何青圓一時間有些想哭,輕問:「因為她們不避你,所以你對月事,才,才……
她找不出一個合適的詞來形容。
「是吧。」祝雲來其實沒深思過這種問題,扯了一下嘴角,笑道:「我小時候總覺得夜裡同她們一起去湖邊看月亮,這是很好玩的事。天上一個月,水裡一個月,湖水像銀水一樣漂亮。但長大了才知道,那其實是很危險的,她們洗身子、洗衣裳的野湖離部落有些腳程,我和阿姐來歷不明,阿娘自己又曾為奴,只有族長和少數人接納我們,大部分人其實是摒棄我們的。
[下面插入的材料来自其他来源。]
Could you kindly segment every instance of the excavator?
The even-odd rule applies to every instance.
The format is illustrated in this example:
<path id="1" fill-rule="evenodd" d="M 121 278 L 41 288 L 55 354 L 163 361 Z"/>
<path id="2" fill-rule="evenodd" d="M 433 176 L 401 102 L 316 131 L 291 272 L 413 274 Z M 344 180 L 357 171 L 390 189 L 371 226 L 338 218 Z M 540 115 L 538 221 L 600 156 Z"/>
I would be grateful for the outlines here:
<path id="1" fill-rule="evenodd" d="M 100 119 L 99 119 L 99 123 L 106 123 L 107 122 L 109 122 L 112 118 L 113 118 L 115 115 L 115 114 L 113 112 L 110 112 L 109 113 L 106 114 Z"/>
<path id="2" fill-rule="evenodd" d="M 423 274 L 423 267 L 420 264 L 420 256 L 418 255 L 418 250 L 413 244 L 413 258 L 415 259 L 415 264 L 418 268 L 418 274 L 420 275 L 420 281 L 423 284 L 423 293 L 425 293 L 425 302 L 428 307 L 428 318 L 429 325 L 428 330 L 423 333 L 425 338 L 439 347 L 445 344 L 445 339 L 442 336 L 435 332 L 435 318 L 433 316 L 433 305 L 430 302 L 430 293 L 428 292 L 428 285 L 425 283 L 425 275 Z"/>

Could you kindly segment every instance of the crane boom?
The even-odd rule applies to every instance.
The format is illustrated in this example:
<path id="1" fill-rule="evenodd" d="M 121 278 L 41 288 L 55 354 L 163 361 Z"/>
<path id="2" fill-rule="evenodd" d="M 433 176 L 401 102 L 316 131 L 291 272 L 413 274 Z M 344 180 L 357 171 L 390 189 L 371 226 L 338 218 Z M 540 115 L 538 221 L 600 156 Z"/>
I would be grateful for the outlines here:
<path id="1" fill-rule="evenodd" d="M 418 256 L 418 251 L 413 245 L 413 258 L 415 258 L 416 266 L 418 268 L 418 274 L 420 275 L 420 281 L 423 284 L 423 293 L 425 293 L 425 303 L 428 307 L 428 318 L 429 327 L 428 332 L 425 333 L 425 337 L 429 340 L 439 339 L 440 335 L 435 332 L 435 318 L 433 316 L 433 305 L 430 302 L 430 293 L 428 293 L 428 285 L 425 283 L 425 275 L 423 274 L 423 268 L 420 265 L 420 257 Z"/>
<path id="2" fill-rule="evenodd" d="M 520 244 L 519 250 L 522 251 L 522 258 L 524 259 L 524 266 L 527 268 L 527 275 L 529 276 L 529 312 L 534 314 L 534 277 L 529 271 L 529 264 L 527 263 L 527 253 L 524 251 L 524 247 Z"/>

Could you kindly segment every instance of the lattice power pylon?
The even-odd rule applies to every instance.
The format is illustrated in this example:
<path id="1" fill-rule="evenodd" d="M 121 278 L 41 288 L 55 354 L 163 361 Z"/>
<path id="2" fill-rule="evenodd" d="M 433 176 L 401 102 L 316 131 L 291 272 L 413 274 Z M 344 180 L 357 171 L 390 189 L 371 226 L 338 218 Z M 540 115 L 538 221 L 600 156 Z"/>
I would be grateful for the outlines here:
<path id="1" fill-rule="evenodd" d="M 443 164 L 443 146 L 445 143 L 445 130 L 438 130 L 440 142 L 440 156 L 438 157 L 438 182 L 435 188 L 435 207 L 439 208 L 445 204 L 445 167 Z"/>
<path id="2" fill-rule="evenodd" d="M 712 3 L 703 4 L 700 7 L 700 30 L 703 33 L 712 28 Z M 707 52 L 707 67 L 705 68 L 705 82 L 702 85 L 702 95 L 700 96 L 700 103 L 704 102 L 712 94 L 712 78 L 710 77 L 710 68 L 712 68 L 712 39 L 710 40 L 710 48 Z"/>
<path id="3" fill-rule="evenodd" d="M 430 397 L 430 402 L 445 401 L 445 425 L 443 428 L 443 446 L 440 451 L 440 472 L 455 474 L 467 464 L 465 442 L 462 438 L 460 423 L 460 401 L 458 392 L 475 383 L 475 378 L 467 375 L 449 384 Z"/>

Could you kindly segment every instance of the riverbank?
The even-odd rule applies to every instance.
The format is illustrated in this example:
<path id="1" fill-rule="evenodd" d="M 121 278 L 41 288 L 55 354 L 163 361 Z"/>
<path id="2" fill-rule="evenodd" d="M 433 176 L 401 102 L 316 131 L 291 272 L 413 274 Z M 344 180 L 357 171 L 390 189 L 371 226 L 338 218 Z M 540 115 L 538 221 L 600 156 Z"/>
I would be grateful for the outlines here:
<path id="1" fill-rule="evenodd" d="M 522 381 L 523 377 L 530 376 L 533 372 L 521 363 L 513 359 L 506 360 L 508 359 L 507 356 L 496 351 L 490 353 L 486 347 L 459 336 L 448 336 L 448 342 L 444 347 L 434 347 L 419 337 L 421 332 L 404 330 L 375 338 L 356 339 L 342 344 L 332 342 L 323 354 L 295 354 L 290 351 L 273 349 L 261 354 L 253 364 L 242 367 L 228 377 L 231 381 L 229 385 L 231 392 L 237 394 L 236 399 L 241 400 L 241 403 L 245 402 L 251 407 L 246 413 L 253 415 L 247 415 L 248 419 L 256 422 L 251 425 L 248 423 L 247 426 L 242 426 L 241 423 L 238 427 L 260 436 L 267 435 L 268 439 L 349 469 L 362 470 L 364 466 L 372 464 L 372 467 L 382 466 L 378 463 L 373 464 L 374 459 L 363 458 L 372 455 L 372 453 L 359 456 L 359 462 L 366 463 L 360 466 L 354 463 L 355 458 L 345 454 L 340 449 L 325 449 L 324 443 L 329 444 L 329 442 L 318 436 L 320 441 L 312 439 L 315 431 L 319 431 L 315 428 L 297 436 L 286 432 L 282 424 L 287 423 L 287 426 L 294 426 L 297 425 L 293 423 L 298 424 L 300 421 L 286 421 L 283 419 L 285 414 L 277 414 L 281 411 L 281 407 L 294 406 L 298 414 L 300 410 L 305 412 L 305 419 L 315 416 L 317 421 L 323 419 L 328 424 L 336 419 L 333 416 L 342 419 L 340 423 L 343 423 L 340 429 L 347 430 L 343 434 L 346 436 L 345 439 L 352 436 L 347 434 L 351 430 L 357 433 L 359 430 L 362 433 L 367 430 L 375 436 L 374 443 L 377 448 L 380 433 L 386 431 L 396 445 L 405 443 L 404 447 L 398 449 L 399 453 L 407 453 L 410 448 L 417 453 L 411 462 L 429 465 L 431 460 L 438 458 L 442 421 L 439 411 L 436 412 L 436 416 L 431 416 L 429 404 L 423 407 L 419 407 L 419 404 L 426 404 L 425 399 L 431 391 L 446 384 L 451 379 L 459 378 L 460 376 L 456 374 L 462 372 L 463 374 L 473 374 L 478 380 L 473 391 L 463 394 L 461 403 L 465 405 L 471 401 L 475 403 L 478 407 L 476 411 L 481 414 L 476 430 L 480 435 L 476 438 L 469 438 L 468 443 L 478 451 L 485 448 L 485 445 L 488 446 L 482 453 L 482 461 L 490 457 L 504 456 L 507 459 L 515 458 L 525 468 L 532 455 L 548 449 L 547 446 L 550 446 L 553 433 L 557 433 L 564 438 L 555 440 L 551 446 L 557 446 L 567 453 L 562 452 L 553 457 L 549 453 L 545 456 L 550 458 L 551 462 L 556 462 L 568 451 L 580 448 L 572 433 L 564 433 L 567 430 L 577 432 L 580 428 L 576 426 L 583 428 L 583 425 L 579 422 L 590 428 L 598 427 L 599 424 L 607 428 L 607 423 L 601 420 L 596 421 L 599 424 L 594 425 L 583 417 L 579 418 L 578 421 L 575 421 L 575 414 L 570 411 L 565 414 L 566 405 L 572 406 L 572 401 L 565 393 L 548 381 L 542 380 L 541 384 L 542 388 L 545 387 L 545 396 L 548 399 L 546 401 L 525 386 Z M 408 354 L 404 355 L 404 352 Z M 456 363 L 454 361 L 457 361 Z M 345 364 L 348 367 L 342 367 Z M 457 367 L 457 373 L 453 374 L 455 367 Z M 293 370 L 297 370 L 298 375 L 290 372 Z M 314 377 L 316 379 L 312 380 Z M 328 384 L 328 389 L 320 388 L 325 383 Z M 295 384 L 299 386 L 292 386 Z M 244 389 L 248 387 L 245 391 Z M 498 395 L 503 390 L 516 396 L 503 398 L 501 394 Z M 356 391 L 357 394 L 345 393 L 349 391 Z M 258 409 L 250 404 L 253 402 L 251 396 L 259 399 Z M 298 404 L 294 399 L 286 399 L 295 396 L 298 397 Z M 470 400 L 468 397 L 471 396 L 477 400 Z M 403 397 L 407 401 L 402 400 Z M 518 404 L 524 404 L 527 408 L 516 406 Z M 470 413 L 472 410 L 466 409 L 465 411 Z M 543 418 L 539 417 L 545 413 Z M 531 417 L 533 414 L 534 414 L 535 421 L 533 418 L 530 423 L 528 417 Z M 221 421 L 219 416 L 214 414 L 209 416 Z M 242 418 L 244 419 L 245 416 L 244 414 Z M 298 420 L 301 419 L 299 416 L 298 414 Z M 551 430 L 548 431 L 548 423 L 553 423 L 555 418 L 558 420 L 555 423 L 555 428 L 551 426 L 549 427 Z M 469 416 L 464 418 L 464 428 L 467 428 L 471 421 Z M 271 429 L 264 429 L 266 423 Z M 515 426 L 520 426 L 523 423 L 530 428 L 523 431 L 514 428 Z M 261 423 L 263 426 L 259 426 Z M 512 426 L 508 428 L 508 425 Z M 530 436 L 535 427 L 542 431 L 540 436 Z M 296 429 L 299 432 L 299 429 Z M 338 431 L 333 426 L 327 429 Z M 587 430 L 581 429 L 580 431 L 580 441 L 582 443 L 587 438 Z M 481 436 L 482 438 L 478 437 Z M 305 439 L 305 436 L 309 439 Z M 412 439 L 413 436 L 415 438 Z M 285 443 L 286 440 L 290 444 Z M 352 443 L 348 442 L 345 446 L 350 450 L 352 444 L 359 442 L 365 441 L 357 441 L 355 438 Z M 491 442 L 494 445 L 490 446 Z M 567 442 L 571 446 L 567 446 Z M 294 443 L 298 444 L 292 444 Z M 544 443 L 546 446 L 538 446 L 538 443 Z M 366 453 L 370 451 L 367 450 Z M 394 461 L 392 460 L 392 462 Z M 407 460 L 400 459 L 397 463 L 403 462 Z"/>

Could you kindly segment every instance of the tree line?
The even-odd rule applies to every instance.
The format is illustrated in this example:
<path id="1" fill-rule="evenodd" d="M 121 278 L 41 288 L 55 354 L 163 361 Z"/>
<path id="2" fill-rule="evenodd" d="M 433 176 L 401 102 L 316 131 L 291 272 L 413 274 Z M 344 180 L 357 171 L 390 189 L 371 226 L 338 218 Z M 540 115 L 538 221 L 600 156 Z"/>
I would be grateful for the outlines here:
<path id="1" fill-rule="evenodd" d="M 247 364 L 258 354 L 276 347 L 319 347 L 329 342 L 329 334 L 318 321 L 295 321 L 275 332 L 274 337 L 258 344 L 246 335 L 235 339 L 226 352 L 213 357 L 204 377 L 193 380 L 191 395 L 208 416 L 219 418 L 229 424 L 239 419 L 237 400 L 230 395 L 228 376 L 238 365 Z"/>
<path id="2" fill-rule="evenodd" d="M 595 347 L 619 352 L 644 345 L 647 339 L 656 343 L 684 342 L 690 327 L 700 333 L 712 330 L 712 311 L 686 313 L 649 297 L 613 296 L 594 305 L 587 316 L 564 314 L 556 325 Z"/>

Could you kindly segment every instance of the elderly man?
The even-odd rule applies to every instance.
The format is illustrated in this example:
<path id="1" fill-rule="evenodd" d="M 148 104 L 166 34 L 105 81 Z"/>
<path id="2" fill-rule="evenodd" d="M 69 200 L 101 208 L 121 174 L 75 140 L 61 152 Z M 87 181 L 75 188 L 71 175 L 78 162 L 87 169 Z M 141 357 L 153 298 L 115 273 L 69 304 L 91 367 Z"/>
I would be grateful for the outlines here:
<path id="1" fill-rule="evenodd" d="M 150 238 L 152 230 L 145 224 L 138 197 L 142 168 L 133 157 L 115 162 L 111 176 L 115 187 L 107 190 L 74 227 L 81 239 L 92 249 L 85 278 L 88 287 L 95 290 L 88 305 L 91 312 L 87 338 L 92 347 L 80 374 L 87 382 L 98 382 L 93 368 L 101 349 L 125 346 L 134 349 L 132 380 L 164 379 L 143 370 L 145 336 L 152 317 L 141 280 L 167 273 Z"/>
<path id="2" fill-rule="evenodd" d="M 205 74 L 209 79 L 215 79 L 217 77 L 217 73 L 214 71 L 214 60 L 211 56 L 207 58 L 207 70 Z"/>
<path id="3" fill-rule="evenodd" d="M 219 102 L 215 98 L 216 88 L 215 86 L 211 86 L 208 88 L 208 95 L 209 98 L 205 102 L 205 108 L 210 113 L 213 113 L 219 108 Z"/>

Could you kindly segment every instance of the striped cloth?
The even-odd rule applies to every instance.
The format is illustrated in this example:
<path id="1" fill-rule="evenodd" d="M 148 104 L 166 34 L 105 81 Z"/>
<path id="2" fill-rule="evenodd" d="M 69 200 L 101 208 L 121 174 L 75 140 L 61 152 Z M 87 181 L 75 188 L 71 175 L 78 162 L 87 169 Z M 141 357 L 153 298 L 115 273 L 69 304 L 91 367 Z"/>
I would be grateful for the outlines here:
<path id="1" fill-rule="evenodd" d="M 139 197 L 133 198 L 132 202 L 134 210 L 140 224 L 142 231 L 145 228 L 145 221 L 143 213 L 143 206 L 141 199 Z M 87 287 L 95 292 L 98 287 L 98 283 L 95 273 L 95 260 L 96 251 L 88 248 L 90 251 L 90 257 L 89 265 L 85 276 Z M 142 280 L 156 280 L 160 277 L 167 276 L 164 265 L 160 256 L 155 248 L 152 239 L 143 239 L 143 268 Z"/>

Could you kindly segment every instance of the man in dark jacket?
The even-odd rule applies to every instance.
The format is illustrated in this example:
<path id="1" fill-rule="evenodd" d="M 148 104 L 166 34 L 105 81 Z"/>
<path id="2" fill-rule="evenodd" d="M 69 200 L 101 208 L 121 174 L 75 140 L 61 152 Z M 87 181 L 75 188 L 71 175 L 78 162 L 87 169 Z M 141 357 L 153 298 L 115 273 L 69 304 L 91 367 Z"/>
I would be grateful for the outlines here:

所以就連女子夜裡一起去洗身,也不帶著她們的,而她們一走,我無人關照,所以只好一起帶上。」
他臉上的笑容愈來愈淡,最終定成一個有些落寞懷念的神色。
何青圓看著他,珠簾的光斑在他深刻的面孔上,像淚痕一樣流淌著。
雖然他沒有哭,但這一瞬,他的確是脆弱的。
何青圓難免動容,緩步走了過去,把那些淚一樣的光斑從他面上撥開,輕道:「夫君。」
祝雲來被她輕喚回神,看著她的眼睛,道:「月事的血和傷口的血聞起來都是一樣的,沒有什麼髒的,至於不祥……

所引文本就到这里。